Robustness to Adversarial Perturbations in Learning from Incomplete Data
Amir Najafi, Shin-ichi Maeda, Masanori Koyama, Takeru Miyato
TL;DR
This work addresses robustness of learning under adversarial distributional shifts when only partial labels are available. It unifies Semi-Supervised Learning and Distributionally Robust Learning into the SSDRL framework, introduces a dual formulation and soft-label self-learning to leverage unlabeled data, and provides generalization guarantees via novel adversarial complexity metrics (SSM Rademacher) and the Minimum Supervision Ratio. The authors prove convergence of a SGD-based optimizer for the semi-supervised objective and demonstrate that SSDRL is competitive with state-of-the-art methods like VAT and Pseudo-Labeling on standard benchmarks.
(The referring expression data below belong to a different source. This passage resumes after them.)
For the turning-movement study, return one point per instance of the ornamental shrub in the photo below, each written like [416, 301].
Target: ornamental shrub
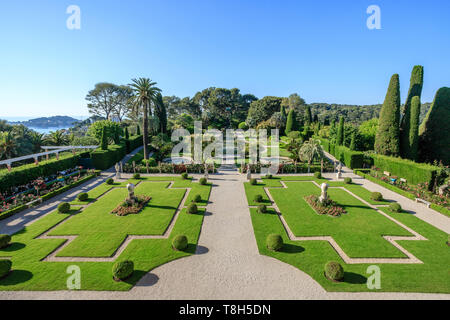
[409, 122]
[262, 208]
[387, 140]
[395, 207]
[274, 242]
[334, 271]
[376, 196]
[5, 267]
[243, 126]
[5, 239]
[258, 198]
[64, 207]
[180, 242]
[192, 208]
[83, 196]
[122, 270]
Overall, the paper advances theory and practice for robust learning from incomplete data, with practical algorithms and empirical validation on multiple image datasets.
Abstract
What is the role of unlabeled data in an inference problem, when the presumed underlying distribution is adversarially perturbed? To provide a concrete answer to this question, this paper unifies two major learning frameworks: Semi-Supervised Learning (SSL) and Distributionally Robust Learning (DRL). We develop a generalization theory for our framework based on a number of novel complexity measures, such as an adversarial extension of Rademacher complexity and its semi-supervised analogue. Moreover, our analysis is able to quantify the role of unlabeled data in the generalization under a more general condition compared to the existing theoretical works in SSL. Based on our framework, we also present a hybrid of DRL and EM algorithms that has a guaranteed convergence rate. When implemented with deep neural networks, our method shows a comparable performance to those of the state-of-the-art on a number of real-world benchmark datasets.